While the potential impact of increased leverage from PE deals adds pressure on the businesses to perform for the long term, the impact of the pandemic and lingering economic recovery remain an uphill battle more immediately. Companies across all sectors should adjust their long-term risk appetite and focus on after-tax cash proceeds and strengthening their balance sheets in the New Year.
PE dry powder and private debt is going to work. Despite the trends mentioned above, the broader private capital landscape is generally more resilient to economic threats than public markets and undeployed capital is abundant. On the buy side, more than US $1 trillion of PE dry powder and $250 billion of private debt will fuel investment as the pool of desirable sellers grows, including more aging entrepreneurs who are weary of ongoing COVID challenges and supply-related or economic uncertainty.

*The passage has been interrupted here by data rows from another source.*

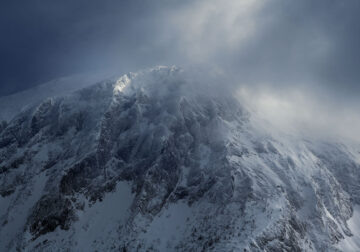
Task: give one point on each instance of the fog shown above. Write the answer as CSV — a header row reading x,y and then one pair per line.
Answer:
x,y
295,63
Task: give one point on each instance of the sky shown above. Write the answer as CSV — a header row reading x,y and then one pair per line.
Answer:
x,y
304,53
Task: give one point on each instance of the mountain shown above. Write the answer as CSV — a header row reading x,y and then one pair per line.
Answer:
x,y
154,162
13,104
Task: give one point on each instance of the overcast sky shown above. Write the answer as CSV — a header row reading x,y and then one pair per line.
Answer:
x,y
281,42
276,48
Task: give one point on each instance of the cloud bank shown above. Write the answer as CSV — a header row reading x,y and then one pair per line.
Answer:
x,y
297,60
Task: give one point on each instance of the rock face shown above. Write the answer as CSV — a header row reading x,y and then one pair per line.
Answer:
x,y
151,162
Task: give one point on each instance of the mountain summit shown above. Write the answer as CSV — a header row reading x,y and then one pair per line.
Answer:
x,y
152,162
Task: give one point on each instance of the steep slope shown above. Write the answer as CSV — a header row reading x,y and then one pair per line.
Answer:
x,y
12,105
152,162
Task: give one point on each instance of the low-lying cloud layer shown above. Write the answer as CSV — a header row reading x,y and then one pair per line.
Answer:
x,y
297,60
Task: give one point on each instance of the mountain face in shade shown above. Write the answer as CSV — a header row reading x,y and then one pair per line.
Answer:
x,y
151,162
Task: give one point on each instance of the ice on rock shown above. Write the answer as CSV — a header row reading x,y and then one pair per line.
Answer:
x,y
151,162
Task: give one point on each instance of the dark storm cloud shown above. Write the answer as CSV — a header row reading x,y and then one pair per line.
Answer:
x,y
283,44
42,40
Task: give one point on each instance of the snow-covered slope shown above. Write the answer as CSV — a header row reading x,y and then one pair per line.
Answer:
x,y
151,162
11,105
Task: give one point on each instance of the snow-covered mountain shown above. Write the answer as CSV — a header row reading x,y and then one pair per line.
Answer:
x,y
11,105
152,162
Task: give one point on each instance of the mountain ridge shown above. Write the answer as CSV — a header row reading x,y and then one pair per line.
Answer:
x,y
149,162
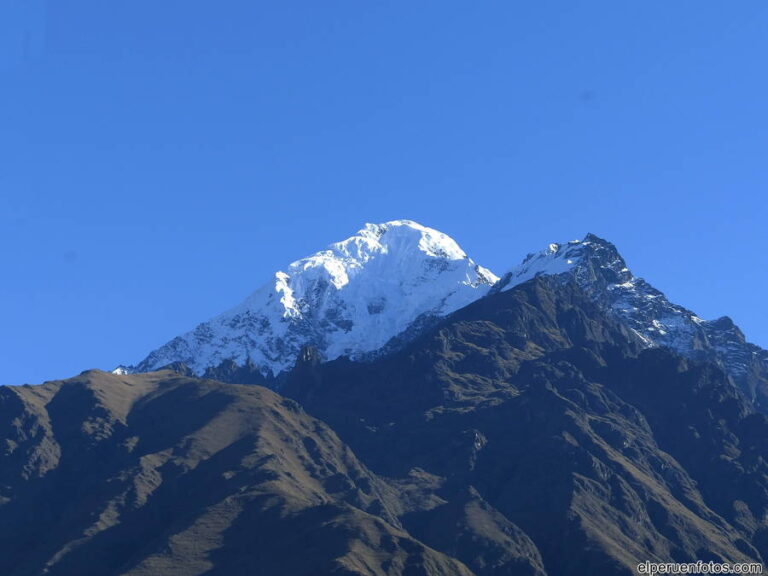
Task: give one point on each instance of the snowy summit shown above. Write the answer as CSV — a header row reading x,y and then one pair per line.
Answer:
x,y
348,300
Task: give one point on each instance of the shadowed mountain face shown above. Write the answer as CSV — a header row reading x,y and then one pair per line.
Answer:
x,y
529,433
160,474
556,419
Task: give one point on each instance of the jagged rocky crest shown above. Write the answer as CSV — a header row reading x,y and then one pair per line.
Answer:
x,y
598,269
374,292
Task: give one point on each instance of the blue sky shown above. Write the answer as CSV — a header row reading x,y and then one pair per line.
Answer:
x,y
158,160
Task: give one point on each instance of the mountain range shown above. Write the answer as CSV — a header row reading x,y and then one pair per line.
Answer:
x,y
389,407
371,293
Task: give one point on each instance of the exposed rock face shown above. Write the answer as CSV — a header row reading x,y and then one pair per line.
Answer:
x,y
350,299
598,268
537,406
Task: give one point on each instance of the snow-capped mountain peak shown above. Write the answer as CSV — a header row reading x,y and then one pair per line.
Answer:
x,y
349,299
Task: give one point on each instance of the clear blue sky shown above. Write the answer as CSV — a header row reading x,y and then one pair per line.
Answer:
x,y
158,160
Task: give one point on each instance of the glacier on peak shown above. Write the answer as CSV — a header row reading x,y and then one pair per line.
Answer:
x,y
350,299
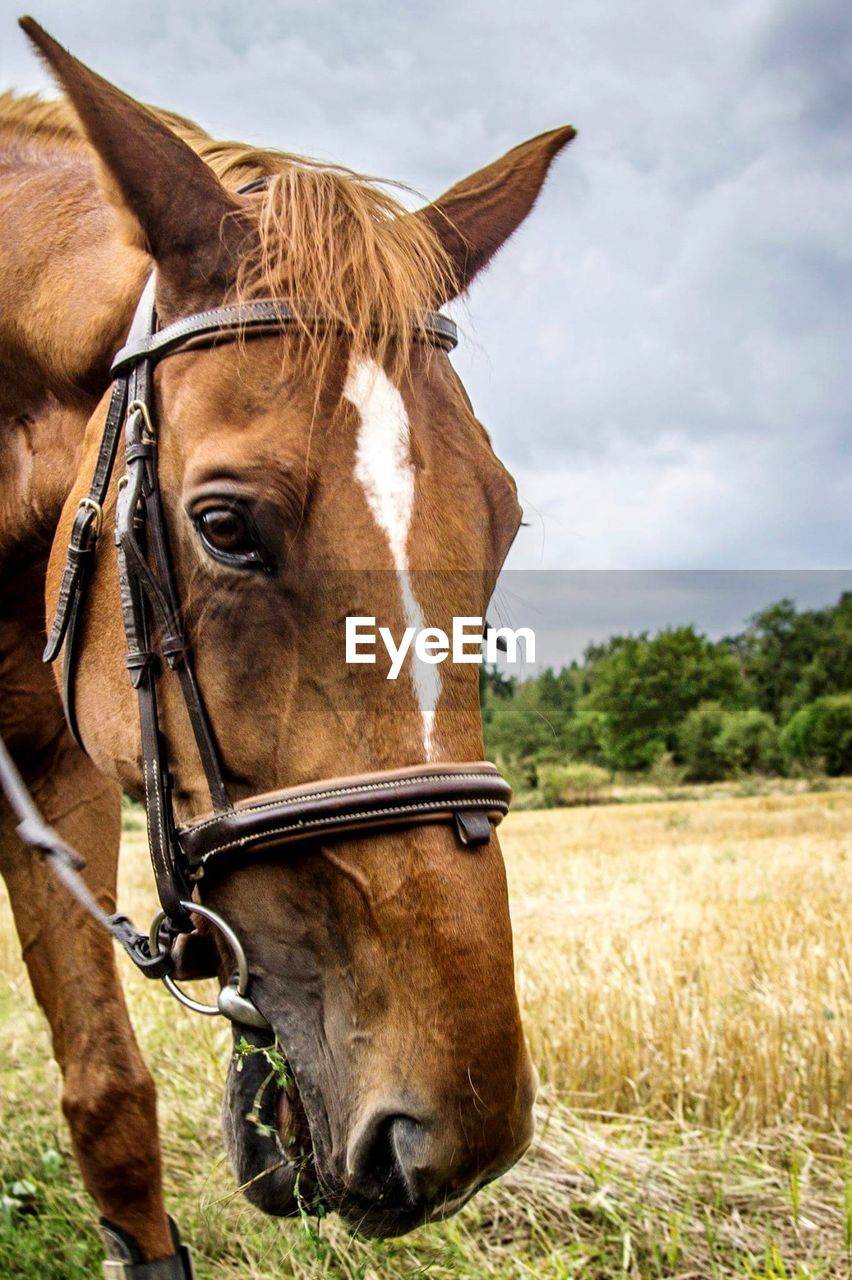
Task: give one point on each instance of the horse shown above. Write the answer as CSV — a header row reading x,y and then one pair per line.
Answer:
x,y
308,471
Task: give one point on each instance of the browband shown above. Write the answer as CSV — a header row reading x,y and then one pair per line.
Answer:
x,y
472,795
266,315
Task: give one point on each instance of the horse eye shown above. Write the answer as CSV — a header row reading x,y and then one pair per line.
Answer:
x,y
230,536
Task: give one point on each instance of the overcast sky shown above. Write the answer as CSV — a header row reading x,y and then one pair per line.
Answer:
x,y
664,352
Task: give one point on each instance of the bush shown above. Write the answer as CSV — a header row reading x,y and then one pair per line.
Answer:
x,y
747,743
572,784
820,735
665,773
697,745
718,744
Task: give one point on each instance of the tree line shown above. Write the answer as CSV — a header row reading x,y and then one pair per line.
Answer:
x,y
774,699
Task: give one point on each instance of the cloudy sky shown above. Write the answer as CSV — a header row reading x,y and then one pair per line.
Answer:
x,y
664,351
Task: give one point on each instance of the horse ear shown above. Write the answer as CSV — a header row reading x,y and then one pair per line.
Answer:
x,y
476,216
174,205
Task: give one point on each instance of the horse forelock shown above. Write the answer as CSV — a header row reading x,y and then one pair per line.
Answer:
x,y
320,233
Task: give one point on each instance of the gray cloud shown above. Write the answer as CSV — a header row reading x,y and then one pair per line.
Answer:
x,y
662,352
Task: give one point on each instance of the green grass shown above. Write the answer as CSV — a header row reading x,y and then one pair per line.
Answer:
x,y
599,1197
628,1196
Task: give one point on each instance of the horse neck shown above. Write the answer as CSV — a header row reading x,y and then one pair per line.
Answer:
x,y
68,286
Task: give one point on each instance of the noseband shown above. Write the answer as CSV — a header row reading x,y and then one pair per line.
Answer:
x,y
473,796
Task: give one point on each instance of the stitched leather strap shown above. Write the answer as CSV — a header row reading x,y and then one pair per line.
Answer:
x,y
475,796
253,319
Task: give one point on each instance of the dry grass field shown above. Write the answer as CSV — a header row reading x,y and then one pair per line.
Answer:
x,y
687,982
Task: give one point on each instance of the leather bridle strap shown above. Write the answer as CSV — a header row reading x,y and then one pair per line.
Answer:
x,y
473,796
255,319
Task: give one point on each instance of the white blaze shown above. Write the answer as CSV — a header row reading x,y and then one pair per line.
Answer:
x,y
386,475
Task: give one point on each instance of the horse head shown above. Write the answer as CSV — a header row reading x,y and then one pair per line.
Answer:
x,y
337,470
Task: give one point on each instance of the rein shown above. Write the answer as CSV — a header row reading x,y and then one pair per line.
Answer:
x,y
473,796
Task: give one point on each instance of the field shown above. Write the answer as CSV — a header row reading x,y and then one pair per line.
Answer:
x,y
686,974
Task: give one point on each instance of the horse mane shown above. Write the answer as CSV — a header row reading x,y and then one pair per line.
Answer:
x,y
325,233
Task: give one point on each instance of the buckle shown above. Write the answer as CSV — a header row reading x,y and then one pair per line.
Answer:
x,y
97,511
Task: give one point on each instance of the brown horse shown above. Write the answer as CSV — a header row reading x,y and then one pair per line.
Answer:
x,y
385,963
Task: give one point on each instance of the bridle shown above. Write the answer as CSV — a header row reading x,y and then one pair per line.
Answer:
x,y
473,796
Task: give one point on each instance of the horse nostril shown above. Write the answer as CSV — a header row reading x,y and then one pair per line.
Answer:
x,y
385,1159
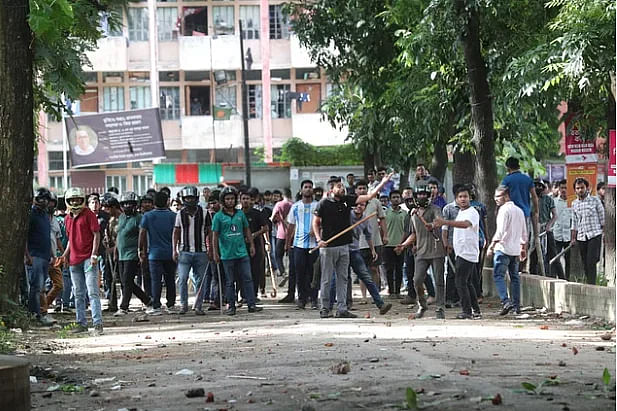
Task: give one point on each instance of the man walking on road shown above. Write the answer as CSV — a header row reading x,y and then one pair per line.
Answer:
x,y
587,227
509,244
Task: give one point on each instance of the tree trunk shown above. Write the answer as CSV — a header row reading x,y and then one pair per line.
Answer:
x,y
16,143
481,109
609,225
464,167
439,163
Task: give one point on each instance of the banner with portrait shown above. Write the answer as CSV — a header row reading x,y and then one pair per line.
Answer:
x,y
118,137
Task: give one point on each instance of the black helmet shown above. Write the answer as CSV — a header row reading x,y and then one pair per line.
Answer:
x,y
227,191
422,189
190,196
129,197
110,200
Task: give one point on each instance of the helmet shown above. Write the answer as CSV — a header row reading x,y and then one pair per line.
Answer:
x,y
110,200
75,199
129,196
422,189
227,191
190,191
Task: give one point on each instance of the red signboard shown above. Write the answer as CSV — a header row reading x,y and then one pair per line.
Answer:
x,y
611,158
579,150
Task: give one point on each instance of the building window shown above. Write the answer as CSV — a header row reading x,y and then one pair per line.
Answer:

The lower middle market will also access financing through leveraged credit loans — such as mezzanine or unitranche financing — which are already driving deals. Growth equity will remain an effective tool for owners that want to remain investors but also realize a portion of their investment. In addition, it can be an effective vehicle for providing liquidity to certain shareholders, while allowing other equity owners to remain invested in the company.
The lower middle market demands greater attention and support from investment banks. Companies seeking corporate financial advisory will only turn to firms that can provide added value when facilitating mergers and acquisitions, raising capital needed for growth, or other services that go far beyond the offerings of commercial and retail banks.
We are in the midst of a revolution; moving towards true value-added financial advisory that can serve not just the c-suite, but support everyone directly working within the organization, and advising on what to do to transform business — not just the transaction.
While 2022 will certainly bring about change, and a fundamental rethinking of the client engagement model is needed: a pivot from capabilities or service orientation to a client-centric, bespoke delivery of support with innovative and customized solutions that address the increasingly complex needs of lower middle market businesses.
As investment bankers, strategic advisors, and business counselors, we understand that our role has never been more important. Auctus Capital Partners exists to help businesses identify opportunities and navigate their way through complex business transactions, maximize value and achieve favorable outcomes.